Auftragsverlust an Konkurrenz aus Thüringen
Die Weber Magdeburg GmbH fertigt unter anderem Zylinderköpfe für Porsche. Diese Aufträge gingen nun an einen neuen Zulieferer aus Thüringen verloren. Laut André Voß von der Gewerkschaft IG Metall Magdeburg ist besonders perfide, dass der Geschäftsführer des Thüringer Unternehmens ein ehemaliger Werksleiter von Weber ist. Ursprünglich hatte Porsche in Aussicht gestellt, die Zylinderköpfe bis 2032 von Weber zu beziehen. Der Thüringer Konkurrent biete das Produkt jedoch günstiger an, da er seine Mitarbeiter nicht tarifgebunden bezahlt.
Weitere Insolvenzen in der Region
Mit Weber Magdeburg gerät der nächste Autozulieferer in Sachsen-Anhalt in finanzielle Schwierigkeiten. In den vergangenen Monaten waren bereits die Boryszew Kunststofftechnik Deutschland GmbH (BKD) in Gardelegen sowie die Bohai Automotive und die Schlote Gruppe in die Insolvenz gerutscht. Die wirtschaftliche Lage der Automobilzulieferer in der Region bleibt angespannt.
Mitarbeiter kämpfen um Arbeitsplätze
Die Belegschaft des Magdeburger Werks will nicht kampflos aufgeben. Bereits 2004 verhinderten die Beschäftigten gemeinsam mit der IG Metall nach einer 52-tägigen Mahnwache vor dem Firmensitz des damaligen Eigentümers Schaeffler die Schließung des Standorts. „In der kommenden Woche wollen wir mit den IG-Metall-Mitgliedern über Maßnahmen entscheiden. Dabei ist der gemeinsame Kampf der drei betroffenen Werke sehr wichtig“, betont André Voß.

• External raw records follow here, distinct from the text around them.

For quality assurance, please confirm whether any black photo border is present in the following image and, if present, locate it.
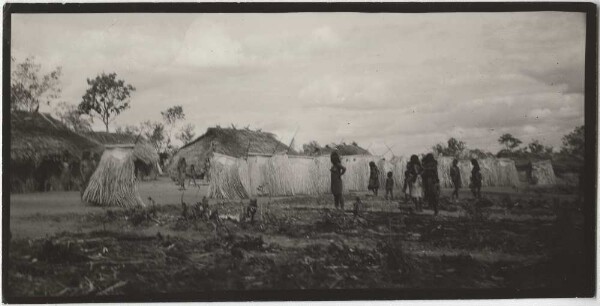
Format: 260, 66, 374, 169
2, 2, 598, 303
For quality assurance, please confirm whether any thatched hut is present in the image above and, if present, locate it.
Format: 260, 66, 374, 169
84, 132, 162, 179
10, 111, 103, 192
515, 158, 557, 186
209, 153, 518, 199
168, 127, 296, 177
83, 144, 144, 207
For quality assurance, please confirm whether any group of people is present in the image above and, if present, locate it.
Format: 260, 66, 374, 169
331, 152, 482, 215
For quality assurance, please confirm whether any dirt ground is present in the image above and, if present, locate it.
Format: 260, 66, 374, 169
7, 179, 583, 296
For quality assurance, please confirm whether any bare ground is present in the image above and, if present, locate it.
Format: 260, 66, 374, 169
7, 180, 583, 296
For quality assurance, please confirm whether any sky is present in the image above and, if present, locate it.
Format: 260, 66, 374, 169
11, 12, 585, 155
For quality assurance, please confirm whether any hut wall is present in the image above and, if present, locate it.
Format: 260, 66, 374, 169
438, 157, 519, 188
531, 160, 556, 185
209, 154, 519, 199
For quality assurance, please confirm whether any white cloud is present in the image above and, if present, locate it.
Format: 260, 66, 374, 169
12, 12, 585, 153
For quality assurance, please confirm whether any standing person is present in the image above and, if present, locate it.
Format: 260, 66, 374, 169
79, 151, 96, 199
368, 162, 379, 196
90, 153, 100, 171
177, 157, 187, 190
60, 152, 71, 191
471, 158, 483, 198
402, 169, 410, 202
190, 164, 198, 187
406, 155, 423, 211
330, 151, 346, 210
423, 153, 440, 216
450, 159, 462, 200
385, 171, 394, 201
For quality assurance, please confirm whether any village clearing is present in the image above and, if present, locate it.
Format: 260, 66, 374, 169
6, 177, 585, 297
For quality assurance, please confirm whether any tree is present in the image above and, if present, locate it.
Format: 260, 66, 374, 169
561, 125, 585, 159
115, 125, 140, 136
140, 120, 165, 154
523, 139, 554, 158
79, 72, 135, 132
498, 133, 523, 152
55, 102, 92, 132
302, 140, 323, 155
176, 123, 196, 145
433, 137, 467, 156
10, 57, 62, 112
160, 105, 185, 147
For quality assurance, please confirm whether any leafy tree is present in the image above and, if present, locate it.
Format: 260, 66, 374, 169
79, 72, 135, 132
302, 140, 323, 155
561, 125, 585, 158
433, 137, 467, 156
115, 125, 140, 136
55, 102, 92, 132
176, 123, 196, 145
498, 133, 523, 152
140, 120, 165, 154
527, 139, 545, 154
160, 105, 185, 147
10, 57, 62, 112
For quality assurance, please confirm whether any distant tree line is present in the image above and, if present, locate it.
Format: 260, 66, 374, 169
10, 57, 195, 159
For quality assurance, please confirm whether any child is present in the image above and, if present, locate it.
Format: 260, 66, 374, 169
352, 197, 363, 217
402, 168, 410, 202
330, 151, 346, 210
471, 159, 482, 199
385, 171, 394, 201
450, 159, 462, 200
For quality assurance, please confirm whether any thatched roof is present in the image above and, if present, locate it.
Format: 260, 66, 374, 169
170, 127, 297, 173
10, 111, 102, 163
317, 143, 371, 156
85, 132, 159, 165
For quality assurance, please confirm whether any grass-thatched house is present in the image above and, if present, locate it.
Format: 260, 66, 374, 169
84, 132, 162, 178
168, 127, 296, 176
10, 111, 103, 192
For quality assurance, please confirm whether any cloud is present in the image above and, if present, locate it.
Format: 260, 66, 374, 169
11, 12, 585, 153
175, 20, 250, 66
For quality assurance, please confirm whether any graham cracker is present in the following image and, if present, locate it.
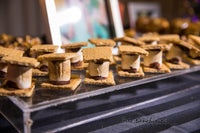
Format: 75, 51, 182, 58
137, 36, 160, 42
88, 39, 116, 47
84, 71, 115, 85
41, 75, 81, 90
188, 35, 200, 45
114, 36, 145, 46
113, 55, 122, 62
118, 45, 149, 55
0, 47, 24, 57
159, 34, 180, 42
143, 64, 171, 73
30, 44, 58, 53
142, 44, 169, 50
71, 62, 88, 70
117, 65, 144, 77
82, 47, 112, 62
0, 79, 36, 97
61, 42, 89, 49
183, 56, 200, 65
1, 56, 39, 67
32, 68, 49, 76
37, 53, 76, 61
164, 61, 190, 69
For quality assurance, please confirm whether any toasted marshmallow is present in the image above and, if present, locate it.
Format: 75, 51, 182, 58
48, 60, 71, 81
0, 63, 8, 73
7, 64, 32, 89
166, 45, 184, 60
144, 50, 162, 66
88, 61, 109, 77
121, 54, 140, 70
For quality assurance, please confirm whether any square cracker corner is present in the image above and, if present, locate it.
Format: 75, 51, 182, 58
0, 79, 36, 97
84, 71, 115, 85
41, 76, 81, 90
143, 64, 171, 73
164, 61, 190, 69
117, 65, 144, 77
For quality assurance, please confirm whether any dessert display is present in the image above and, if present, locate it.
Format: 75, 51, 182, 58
117, 45, 148, 77
183, 35, 200, 65
165, 40, 192, 69
113, 36, 145, 62
0, 47, 24, 78
38, 53, 81, 90
30, 44, 58, 76
0, 56, 39, 97
88, 39, 116, 65
83, 47, 115, 85
0, 33, 200, 97
142, 44, 171, 73
61, 42, 88, 70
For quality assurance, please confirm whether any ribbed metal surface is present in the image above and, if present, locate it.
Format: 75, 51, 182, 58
0, 72, 200, 133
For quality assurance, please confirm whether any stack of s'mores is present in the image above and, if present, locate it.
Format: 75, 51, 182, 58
0, 34, 200, 97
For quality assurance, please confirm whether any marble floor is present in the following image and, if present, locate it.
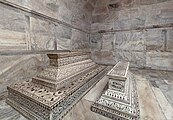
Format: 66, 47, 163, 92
0, 69, 173, 120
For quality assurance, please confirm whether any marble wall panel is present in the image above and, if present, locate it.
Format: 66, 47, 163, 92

Forderungen der Gewerkschaft
Die IG Metall fordert von allen Beteiligten, ihrer Verantwortung gerecht zu werden. „Die Beschäftigten haben über Jahrzehnte hervorragende Arbeit geleistet und ihren Beitrag zum Erfolg des Unternehmens erbracht. Jetzt erwarten wir von allen Beteiligten, ihrer Verantwortung gerecht zu werden. Die IG Metall wird gemeinsam und solidarisch mit den Beschäftigten um jede Perspektive für den Standort kämpfen“, erklärt André Voß. Das Werk in Magdeburg habe über viele Jahre tarifgebundene Arbeitsplätze in der Region gesichert.